Question

Let $A=\left\{ a,b,\left\{ c,d \right\},e \right\}$ . Verify whether the following statement is true or false. Why?
(i) $\varphi \subset A$

Answer 1

Hint:The symbol ‘ $\subset $ ‘ represents a proper or strict subset, so first assess the statement by comparing the elements and then write true / false.

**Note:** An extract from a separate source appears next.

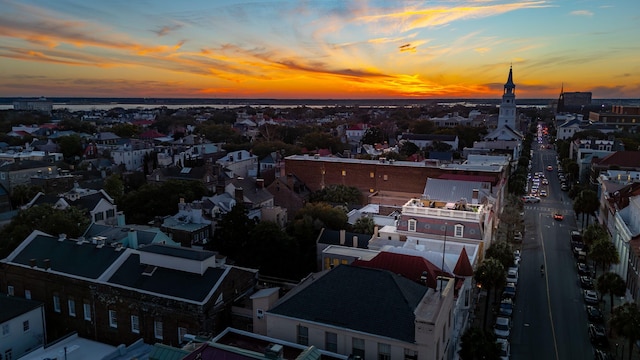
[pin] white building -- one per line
(21, 324)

Complete step-by-step answer:
In the given question, we are given a set A such that it represents $\left\{ a,b,\left\{ c,d \right\},e \right\}$. Further a statement is written $\varphi \subset A$ and we have to say that is true or false.
At first, we briefly understand what is set.
In mathematics sets is a well-defined collection of distinct objects, considered as an object in its own right. The arrangement of the objects in the set does not matter. For example, the number 2, 4, 6 are distinct and considered separately, but they are considered collectively then for mn single set of size three written as $\left\{ 2,4,6 \right\}$ which could also be written as $\left\{ 2,6,4 \right\}$ .
There are various symbols used in sets and each has a different meaning. Here in the statement the symbol ‘ $\subset $ ‘ is given. This symbol’s name is proper subset or strict subset such as for example,
$\left\{ 9,14 \right\}\subset \left\{ 9,14,28 \right\}$
Let us find strict or proper subsets of A. So, here subsets of A is
$\left\{ {} \right\}$ , $\left\{ a \right\}$ , $\left\{ b \right\}$ , $\left\{ \left\{ c,d \right\} \right\}$ , $\left\{ e \right\}$ , $\left\{ a,b \right\}$ , $\left\{ a,\left\{ c,d \right\} \right\}$ , $\left\{ a,e \right\}$ , $\left\{ b,\left\{ c,d \right\} \right\}$ , $\left\{ b,e \right\}$ , $\left\{ \left\{ c,d \right\},e \right\}$ , $\left\{ a,b,\left\{ c,d \right\} \right\}$ , $\left\{ a,b,e \right\}$ , $\left\{ b,\left\{ c,d \right\},e \right\}$ , $\left\{ a,\left\{ c,d \right\},e \right\}$ , $\left\{ a,b,\left\{ c,d \right\},e \right\}$ .
For subsets, we will omit $\left\{ {} \right\}$ from total subsets.
Now, we can see that $\varphi $ does not have any subset of A. So, the given statement is not true.
Hence, the statement is false.

Note: Students generally have confusion between these symbols as they are so much used in the sets just like confusion between $\in $ and $\subset $ , where former represents set membership and latter one represents one subset of another.